The research, published in Proceedings of the National Academy of Sciences (PNAS), is said to demonstrate for the first time the exact molecular structure of the proteins that enable bacterial cells to transfer electrical charge.
According to a statement, the discovery means that scientists can now start developing ways to tether bacteria directly to electrodes, creating efficient microbial fuel cells, or ‘bio-batteries’.
The advance could also hasten the development of microbe-based agents that can clean up oil or uranium pollution and fuel cells powered by human or animal waste.
‘This is an exciting advance in our understanding of how some bacterial species move electrons from the inside to the outside of a cell,’ said Dr Tom Clarke of UEA’s School of Biological Sciences.
‘Identifying the precise molecular structure of the key proteins involved in this process is a crucial step towards tapping into microbes as a viable future source of electricity.’
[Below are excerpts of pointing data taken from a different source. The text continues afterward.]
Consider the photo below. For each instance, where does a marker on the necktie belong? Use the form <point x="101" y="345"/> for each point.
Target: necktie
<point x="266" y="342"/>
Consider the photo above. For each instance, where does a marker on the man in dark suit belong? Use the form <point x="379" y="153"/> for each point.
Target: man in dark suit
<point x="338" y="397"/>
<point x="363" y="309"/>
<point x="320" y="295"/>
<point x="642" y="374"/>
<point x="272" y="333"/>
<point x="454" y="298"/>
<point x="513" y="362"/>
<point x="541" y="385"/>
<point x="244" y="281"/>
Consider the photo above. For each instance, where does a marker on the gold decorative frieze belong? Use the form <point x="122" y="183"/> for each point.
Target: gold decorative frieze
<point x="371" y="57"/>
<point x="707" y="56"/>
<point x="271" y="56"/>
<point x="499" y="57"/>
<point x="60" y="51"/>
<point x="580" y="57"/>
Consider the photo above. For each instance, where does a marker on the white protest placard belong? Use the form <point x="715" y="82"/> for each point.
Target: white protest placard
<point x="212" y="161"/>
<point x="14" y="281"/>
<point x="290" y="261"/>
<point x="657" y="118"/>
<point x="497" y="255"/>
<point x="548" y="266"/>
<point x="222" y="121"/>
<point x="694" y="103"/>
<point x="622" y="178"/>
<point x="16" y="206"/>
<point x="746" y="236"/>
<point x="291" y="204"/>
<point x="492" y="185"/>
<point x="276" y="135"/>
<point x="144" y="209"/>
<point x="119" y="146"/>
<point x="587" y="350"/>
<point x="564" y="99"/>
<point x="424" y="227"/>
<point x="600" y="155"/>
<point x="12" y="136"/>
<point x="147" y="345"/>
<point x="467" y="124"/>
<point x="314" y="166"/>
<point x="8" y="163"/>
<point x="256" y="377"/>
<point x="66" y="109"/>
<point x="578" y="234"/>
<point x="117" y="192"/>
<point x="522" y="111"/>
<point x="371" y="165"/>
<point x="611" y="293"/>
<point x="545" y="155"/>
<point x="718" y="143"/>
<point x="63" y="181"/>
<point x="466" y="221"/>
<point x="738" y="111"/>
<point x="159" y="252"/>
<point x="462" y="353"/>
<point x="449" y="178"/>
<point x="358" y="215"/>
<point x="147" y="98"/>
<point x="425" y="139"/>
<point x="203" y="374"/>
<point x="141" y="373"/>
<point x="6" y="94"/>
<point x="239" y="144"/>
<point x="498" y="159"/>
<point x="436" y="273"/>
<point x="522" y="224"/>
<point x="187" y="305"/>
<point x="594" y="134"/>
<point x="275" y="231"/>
Funded by the Biotechnology and Biological Sciences Research Council (BBSRC) and the US Department of Energy, the project is led by Dr Clarke, Prof David Richardson and Prof Julea Butt of UEA, in collaboration with colleagues at the Pacific Northwest National Laboratory in the US.
In earlier research, the team demonstrated the mechanism by which bacteria survive in oxygen-free environments by constructing electrical wires that extend through the cell wall and make contact with a mineral — a process called iron respiration.
In this research, the scientists used X-ray crystallography to reveal the molecular structure of the proteins attached to the surface of a Shewanella oneidensis cell, through which electrons are transferred.